A rock is thrown vertically upward from the ground with an initial speed 15m/s.

a. how high does go?
b. how much time is required for the rock to reach its maximum height?
c. what is the rock's height at t=2.00s?

At the top, final veloctiy is zero.

Vf=Vi-g*t to get time

h= Vi*t-1/2 g t^2 to get height.

To solve these problems, we can use the equations of motion. Let's break down each question step-by-step:

a. How high does it go?
To find the maximum height, we can use the formula for the height of an object in freefall:

h = (v₀²) / (2g)

Where:
h = height
v₀ = initial velocity (15 m/s)
g = acceleration due to gravity (9.8 m/s²)

Plugging in the values, we can calculate the height:

h = (15²) / (2 * 9.8)
h = 225 / 19.6
h ≈ 11.48 meters

Therefore, the rock goes up to approximately 11.48 meters.

b. How much time is required for the rock to reach its maximum height?
To find the time taken to reach the maximum height, we can use the formula:
t = v₀ / g

Plugging in the values:

t = 15 / 9.8
t ≈ 1.53 seconds

Thus, it takes approximately 1.53 seconds for the rock to reach its maximum height.

c. What is the rock's height at t=2.00 seconds?
To find the height at a specific time, we can use the formula for the height of an object in freefall:

h = v₀t - 0.5gt²

Plugging in the values:

h = (15 * 2) - (0.5 * 9.8 * (2²))
h = 30 - (0.5 * 9.8 * 4)
h = 30 - (0.5 * 39.2)
h = 30 - 19.6
h ≈ 10.4 meters

Therefore, at t=2.00 seconds, the rock's height is approximately 10.4 meters.

To answer these questions, we can use the equations of motion for free-falling objects under constant acceleration due to gravity. The key equation we will use is:

h = u*t + (1/2)*a*t^2

Where:
h is the height
u is the initial velocity
t is the time
a is the acceleration due to gravity (approximately -9.8 m/s^2)

Let's go through each question step by step.

a. How high does it go?
To find the maximum height, we need to determine when the rock reaches its highest point. At that point, its velocity will be zero. We can use the equation:

v = u + a*t

At maximum height, v = 0, so we can solve for t:

0 = 15 - 9.8*t

Solving for t, we find t = 1.53 seconds.

Substituting this value of t into the equation for height h, we get:

h = 15*1.53 + (1/2)*(-9.8)*(1.53)^2

Evaluating this expression, we find h ≈ 11.29 meters.

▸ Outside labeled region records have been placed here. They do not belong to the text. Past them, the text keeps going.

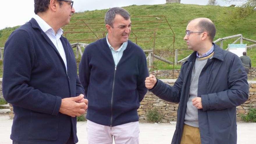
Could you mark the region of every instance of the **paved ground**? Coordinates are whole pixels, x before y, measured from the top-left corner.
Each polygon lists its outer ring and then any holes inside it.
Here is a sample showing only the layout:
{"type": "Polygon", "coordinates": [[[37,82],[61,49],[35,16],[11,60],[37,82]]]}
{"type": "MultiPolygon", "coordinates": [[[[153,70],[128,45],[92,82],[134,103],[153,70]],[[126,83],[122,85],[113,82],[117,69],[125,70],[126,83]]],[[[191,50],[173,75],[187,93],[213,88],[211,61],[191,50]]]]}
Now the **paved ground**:
{"type": "MultiPolygon", "coordinates": [[[[11,144],[10,139],[12,120],[0,116],[0,144],[11,144]]],[[[78,144],[87,144],[86,122],[77,123],[78,144]]],[[[175,124],[140,123],[140,144],[170,144],[175,124]]],[[[237,124],[237,144],[252,144],[256,142],[256,123],[237,124]]]]}

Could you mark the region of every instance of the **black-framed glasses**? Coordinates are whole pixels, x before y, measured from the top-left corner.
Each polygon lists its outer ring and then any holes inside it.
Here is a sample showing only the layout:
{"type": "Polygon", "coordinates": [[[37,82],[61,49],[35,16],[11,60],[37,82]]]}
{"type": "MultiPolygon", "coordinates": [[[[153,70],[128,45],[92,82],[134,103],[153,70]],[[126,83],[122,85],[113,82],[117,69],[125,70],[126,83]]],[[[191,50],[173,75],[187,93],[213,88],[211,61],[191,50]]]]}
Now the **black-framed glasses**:
{"type": "Polygon", "coordinates": [[[68,0],[59,0],[60,1],[65,1],[66,2],[67,2],[68,3],[70,3],[70,5],[71,5],[71,8],[73,7],[73,3],[74,3],[74,2],[72,1],[69,1],[68,0]]]}
{"type": "Polygon", "coordinates": [[[191,33],[203,33],[204,32],[201,31],[186,31],[186,35],[189,36],[189,35],[191,33]]]}

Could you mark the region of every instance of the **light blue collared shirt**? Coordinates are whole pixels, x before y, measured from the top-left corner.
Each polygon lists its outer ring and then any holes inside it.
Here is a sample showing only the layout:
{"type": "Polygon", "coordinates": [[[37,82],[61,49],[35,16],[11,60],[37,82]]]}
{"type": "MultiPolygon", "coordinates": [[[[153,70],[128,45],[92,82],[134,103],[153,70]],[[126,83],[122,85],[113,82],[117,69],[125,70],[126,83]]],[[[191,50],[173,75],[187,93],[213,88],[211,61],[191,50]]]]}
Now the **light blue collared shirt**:
{"type": "Polygon", "coordinates": [[[109,40],[108,40],[108,34],[107,34],[106,38],[107,39],[107,43],[108,43],[109,47],[109,49],[112,53],[113,58],[114,59],[114,61],[115,61],[115,65],[116,66],[123,55],[124,51],[126,49],[127,45],[128,44],[128,42],[127,41],[123,43],[120,47],[118,48],[117,50],[115,51],[114,48],[111,46],[111,45],[109,42],[109,40]]]}
{"type": "Polygon", "coordinates": [[[63,46],[62,45],[62,43],[61,43],[61,41],[60,39],[61,37],[61,35],[63,33],[63,30],[61,28],[60,28],[57,31],[55,34],[55,32],[51,27],[40,17],[36,15],[34,17],[34,18],[58,50],[64,62],[65,66],[66,67],[66,71],[67,73],[67,70],[66,55],[65,54],[65,51],[64,51],[63,46]]]}
{"type": "Polygon", "coordinates": [[[205,57],[206,56],[207,56],[210,55],[214,51],[214,46],[213,45],[212,45],[212,46],[211,46],[211,49],[209,50],[208,51],[206,52],[205,53],[203,54],[202,55],[202,56],[200,56],[198,54],[198,52],[196,52],[196,56],[198,57],[198,58],[203,58],[204,57],[205,57]]]}

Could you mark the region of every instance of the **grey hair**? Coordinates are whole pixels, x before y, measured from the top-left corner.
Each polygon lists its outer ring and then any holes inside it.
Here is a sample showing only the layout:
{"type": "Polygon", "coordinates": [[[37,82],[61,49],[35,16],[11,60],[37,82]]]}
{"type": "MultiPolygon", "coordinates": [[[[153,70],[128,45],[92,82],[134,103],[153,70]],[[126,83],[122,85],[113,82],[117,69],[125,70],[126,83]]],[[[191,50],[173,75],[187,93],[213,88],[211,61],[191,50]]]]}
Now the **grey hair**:
{"type": "Polygon", "coordinates": [[[207,32],[212,41],[213,41],[216,31],[214,24],[210,21],[202,19],[199,22],[198,25],[201,31],[207,32]]]}
{"type": "Polygon", "coordinates": [[[115,15],[120,15],[122,17],[126,20],[130,18],[130,14],[126,10],[119,7],[115,7],[112,8],[106,13],[105,15],[105,23],[112,26],[113,22],[115,15]]]}
{"type": "Polygon", "coordinates": [[[206,32],[211,38],[212,42],[216,34],[216,29],[214,24],[209,19],[207,18],[198,18],[192,19],[191,22],[196,19],[199,19],[196,26],[200,31],[206,32]]]}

So, the rock reaches a height of approximately 11.29 meters.

b. How much time is required for the rock to reach its maximum height?
As calculated above, the time required for the rock to reach its maximum height is approximately 1.53 seconds.

c. What is the rock's height at t = 2.00 seconds?
To find the height at t = 2.00 seconds, we can again use the equation:

h = u*t + (1/2)*a*t^2

Substituting the given values:
u = 15 m/s (initial velocity)
t = 2.00 s

We have:

h = 15*2 + (1/2)*(-9.8)*(2)^2

Simplifying this expression, we find h ≈ 20.2 meters.

Therefore, the rock's height at t = 2.00 seconds is approximately 20.2 meters.